4 Antworten zu „Als Hebamme muss man Mütter mögen“

  1. K
    Katha

    Hallo Anja,
    Vielen Dank für diesen Artikel. Er hat mein Bild einer guten Hebamme wieder zurechtgerückt. Ich musste leider feststellen, dass meine Wochenbetthebamme nicht besonders gut zu mir und meinen Bedürfnissen gepasst hat. Ich habe Ende letzten Jahres mein erstes Kind geboren. Dieses Kind haben wir uns sehr gewünscht und da ich mein erstes Baby in der 12.SSW verloren habe, bin ich umso glücklicher, dass ich das Wunder eines Babys nun erleben darf. Trotzdem ist mir die Umstellung in den ersten Tagen und Wochen nach der Geburt nicht so ganz leicht gefallen. Ich bin ein absoluter Gewohnheitsmensch. Wie sehr dieses kleine Menschlein mein bisheriges Leben nun auf den Kopf stellen würde, wusste ich zwar irgendwie, aber irgendwie dann auch doch nicht…Ich hätte mir beim Ankommen in der Mutterrolle gerne mehr Sensibilität und Bestärkung von meiner Hebamme gewünscht. Stattdessen verkündete sie bei einem ihrer ersten Besuche, dass sie während ihres vorangegangene Urlaubs eigentlich nur die Babys vermisst habe. Die Väter überhaupt nicht und die Mütter eigentlich auch weniger.
    Bei unserem letzten Treffen sagte sie zu mir: „Also bei Ihnen, da dachte ich ja am Anfang: Was ist DAS denn?“ Ich denke, sie meinte damit, dass ich nach der Geburt gleich wieder ziemlich viel auf den Beinen war und eben (dummerweise) versucht habe, meinen bisherigen Alltag wieder aufzunehmen. Im Nachhinein ärgere ich mich über mich selber. Ich hätte das Wochenbett wirklich dringend gebraucht. Dann hätte es vielleicht auch mit dem Stillen besser geklappt. Meine Hebamme hat das aber nie thematisiert oder mit mir darüber gesprochen, dass ich mich vielleicht mehr schonen und die Zeit lieber mit dem Baby im Bett verbringen sollte.
    Ich möchte ihr nicht die komplette Schuld dafür geben, dass einige Dinge zu Beginn nicht ganz so gelaufen sind, wie es für mich und meine Tochter gut gewesen wäre.
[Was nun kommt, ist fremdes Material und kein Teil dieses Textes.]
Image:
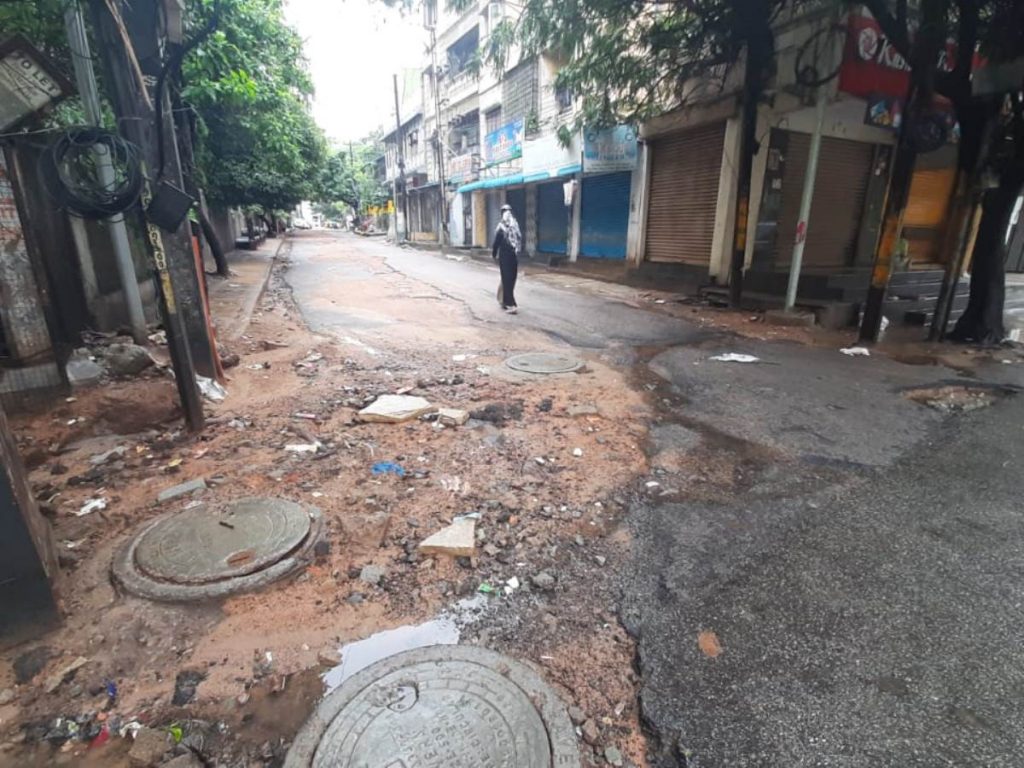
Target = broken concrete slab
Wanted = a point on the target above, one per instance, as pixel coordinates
(453, 417)
(393, 409)
(458, 540)
(183, 488)
(56, 679)
(127, 359)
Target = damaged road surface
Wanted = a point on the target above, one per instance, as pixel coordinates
(639, 553)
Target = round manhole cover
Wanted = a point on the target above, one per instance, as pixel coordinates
(544, 363)
(439, 707)
(211, 551)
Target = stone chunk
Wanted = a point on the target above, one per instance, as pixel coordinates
(458, 540)
(393, 409)
(148, 749)
(453, 417)
(183, 488)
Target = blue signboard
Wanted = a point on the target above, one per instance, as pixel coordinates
(505, 143)
(609, 148)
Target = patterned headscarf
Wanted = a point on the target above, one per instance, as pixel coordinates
(512, 232)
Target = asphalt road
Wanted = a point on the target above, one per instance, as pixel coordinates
(864, 581)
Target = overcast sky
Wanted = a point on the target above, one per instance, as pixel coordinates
(354, 47)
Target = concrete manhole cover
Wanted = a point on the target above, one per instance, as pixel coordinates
(212, 551)
(442, 707)
(544, 363)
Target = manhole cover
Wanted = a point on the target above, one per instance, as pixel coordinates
(211, 551)
(544, 363)
(443, 707)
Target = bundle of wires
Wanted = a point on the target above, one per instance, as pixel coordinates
(92, 172)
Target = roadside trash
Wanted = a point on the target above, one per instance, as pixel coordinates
(735, 357)
(457, 540)
(211, 389)
(392, 409)
(184, 686)
(384, 468)
(303, 448)
(709, 644)
(181, 489)
(452, 417)
(91, 506)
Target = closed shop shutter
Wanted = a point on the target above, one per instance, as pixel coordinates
(494, 214)
(604, 215)
(517, 199)
(684, 174)
(924, 220)
(844, 169)
(552, 224)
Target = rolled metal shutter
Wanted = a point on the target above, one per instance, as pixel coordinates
(927, 207)
(494, 204)
(844, 169)
(552, 223)
(683, 200)
(604, 215)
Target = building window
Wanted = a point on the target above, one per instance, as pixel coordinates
(494, 118)
(563, 97)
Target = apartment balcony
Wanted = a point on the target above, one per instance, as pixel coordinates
(459, 87)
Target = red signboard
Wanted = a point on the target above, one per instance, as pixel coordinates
(872, 67)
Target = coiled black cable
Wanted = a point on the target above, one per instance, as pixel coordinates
(71, 170)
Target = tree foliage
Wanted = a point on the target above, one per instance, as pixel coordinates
(249, 86)
(349, 176)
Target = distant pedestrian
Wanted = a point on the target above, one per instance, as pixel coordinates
(506, 250)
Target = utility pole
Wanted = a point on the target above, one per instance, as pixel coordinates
(748, 147)
(86, 79)
(134, 109)
(442, 184)
(400, 214)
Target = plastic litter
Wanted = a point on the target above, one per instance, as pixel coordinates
(735, 357)
(384, 468)
(91, 506)
(303, 448)
(211, 389)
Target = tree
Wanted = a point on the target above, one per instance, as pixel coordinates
(991, 137)
(349, 176)
(249, 86)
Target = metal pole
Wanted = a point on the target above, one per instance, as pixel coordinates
(440, 142)
(86, 78)
(401, 232)
(810, 176)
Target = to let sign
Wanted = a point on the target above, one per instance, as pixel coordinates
(27, 82)
(609, 150)
(505, 143)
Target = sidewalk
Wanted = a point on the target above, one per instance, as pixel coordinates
(233, 299)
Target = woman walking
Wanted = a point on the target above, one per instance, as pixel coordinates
(506, 250)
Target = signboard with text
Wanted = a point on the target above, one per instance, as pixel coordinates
(504, 143)
(28, 82)
(609, 150)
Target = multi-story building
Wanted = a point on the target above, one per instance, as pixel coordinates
(663, 196)
(493, 136)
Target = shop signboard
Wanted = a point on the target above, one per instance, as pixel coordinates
(607, 150)
(504, 143)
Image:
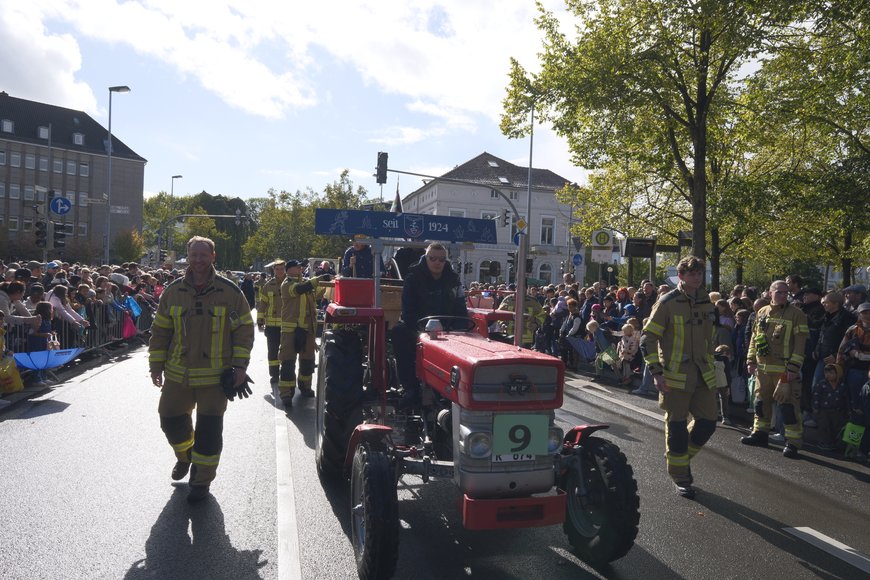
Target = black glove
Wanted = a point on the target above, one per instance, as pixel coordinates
(300, 336)
(228, 380)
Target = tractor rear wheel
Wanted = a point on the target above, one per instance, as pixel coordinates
(374, 512)
(603, 506)
(339, 395)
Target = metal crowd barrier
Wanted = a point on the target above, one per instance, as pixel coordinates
(107, 330)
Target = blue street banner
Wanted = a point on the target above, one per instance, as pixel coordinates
(384, 224)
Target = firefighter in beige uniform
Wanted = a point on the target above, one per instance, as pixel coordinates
(776, 354)
(677, 344)
(269, 315)
(203, 327)
(298, 317)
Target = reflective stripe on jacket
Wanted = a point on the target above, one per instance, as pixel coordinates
(679, 334)
(785, 329)
(269, 304)
(196, 335)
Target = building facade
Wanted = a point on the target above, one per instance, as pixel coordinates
(45, 149)
(551, 247)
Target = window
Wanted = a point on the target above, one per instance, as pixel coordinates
(548, 229)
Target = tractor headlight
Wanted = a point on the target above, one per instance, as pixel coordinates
(554, 443)
(478, 444)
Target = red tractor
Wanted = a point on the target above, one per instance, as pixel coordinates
(487, 423)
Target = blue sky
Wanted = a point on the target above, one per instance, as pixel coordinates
(243, 96)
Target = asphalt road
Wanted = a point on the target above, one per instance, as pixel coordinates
(86, 493)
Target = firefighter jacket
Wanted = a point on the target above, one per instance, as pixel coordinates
(196, 335)
(779, 336)
(678, 335)
(269, 305)
(298, 303)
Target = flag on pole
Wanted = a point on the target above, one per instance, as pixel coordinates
(396, 208)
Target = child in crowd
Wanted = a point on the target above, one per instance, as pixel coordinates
(627, 349)
(830, 402)
(38, 339)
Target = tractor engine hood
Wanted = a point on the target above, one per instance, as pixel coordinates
(483, 375)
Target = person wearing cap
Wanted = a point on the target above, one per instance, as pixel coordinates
(298, 318)
(854, 355)
(855, 296)
(269, 315)
(202, 331)
(431, 288)
(811, 305)
(777, 350)
(357, 261)
(677, 346)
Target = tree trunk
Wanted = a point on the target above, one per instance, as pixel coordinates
(715, 254)
(847, 262)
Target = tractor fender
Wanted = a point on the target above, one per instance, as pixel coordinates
(370, 432)
(576, 435)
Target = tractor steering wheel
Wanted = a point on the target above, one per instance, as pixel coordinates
(449, 323)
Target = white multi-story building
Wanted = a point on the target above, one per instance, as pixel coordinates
(549, 220)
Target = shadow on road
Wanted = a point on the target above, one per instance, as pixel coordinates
(771, 531)
(207, 552)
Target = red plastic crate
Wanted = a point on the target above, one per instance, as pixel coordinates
(355, 291)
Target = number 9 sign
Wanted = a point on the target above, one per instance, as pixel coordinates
(527, 434)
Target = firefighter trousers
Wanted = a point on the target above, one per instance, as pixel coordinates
(684, 439)
(273, 341)
(200, 445)
(765, 384)
(288, 355)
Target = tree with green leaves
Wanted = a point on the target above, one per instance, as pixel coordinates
(640, 82)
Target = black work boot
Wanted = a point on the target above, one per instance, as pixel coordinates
(755, 439)
(180, 470)
(684, 489)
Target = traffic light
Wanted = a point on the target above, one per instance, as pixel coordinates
(59, 234)
(41, 234)
(381, 175)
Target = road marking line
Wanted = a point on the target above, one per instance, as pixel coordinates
(832, 547)
(594, 390)
(289, 563)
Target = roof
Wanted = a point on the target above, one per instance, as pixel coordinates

Aber ich hätte mir gewünscht, dass sie sich auch mehr dafür interessiert, wie es mir geht und meine Sorgen und Ängste ernst nimmt. Stattdessen hatte ich immer das Gefühl mich besonders dumm und hilflos anzustellen. Ich hätte Hilfe und Bestärken beim Ankommen in der neuen Rolle einfach gut gebrauchen können.

  2. J
    Julia

    So sehe ich das auch. Ich finde es immer schade, wenn werdende Mütter bzw frisch gebackene Mütter nicht richtig betreute werden und oftmals dadurch nicht stillen usw.
    Habe es selber erleben müssen, wie eine Freundin sich nicht auf das „Mama dasein“ einlassen konnte und lange Zeit keine richtigen Gefühle aufbauen konnte , vor allem in der Schwangerschaft. Diese Erfahrung hat mich sehr verändert und berührt.
    Ich wäre gerne Hebamme geworden, aber ich bin mir nicht sicher ob das so mit meinem Alltag als 2-fach Mama möglich wäre.

    Deine Worte sind wirklich toll !!

  3. S
    shiri

    Genau so ist es. Danke für diese wahren Worte.

  4. L
    Lilien

    Bewundernswert, dass du das so hinbekommst.

    Aus dieser Sicht wäre ich wohl wirklich niemals eine Gute Hebamme geworden. Ich liebe babys, aber genau dadurch mag ich die meisten Mütter nicht. Einfach weil ich finde sie sind zu ihren Babys überhaupt nicht nett. Verlangen viel zu viel von diesen kleinen, wundervollen und so hilfsbedürftigen Geschöpfen.
    Die sich doch bitte selbst beschäftigen, im eigenen Bett schlafen, durchschlafen, im Wagen zufrieden ,… sein sollen.

    Durch deine Kinder hast du ja sicher auch eine klare Meinung was du für den richtigen Umgang mit Kinder hälst. trotzdem scheinst du dich da Beruflich wirklich toll zurück nehmen zu können. Das finde ich wirklich sehr bewundernswert!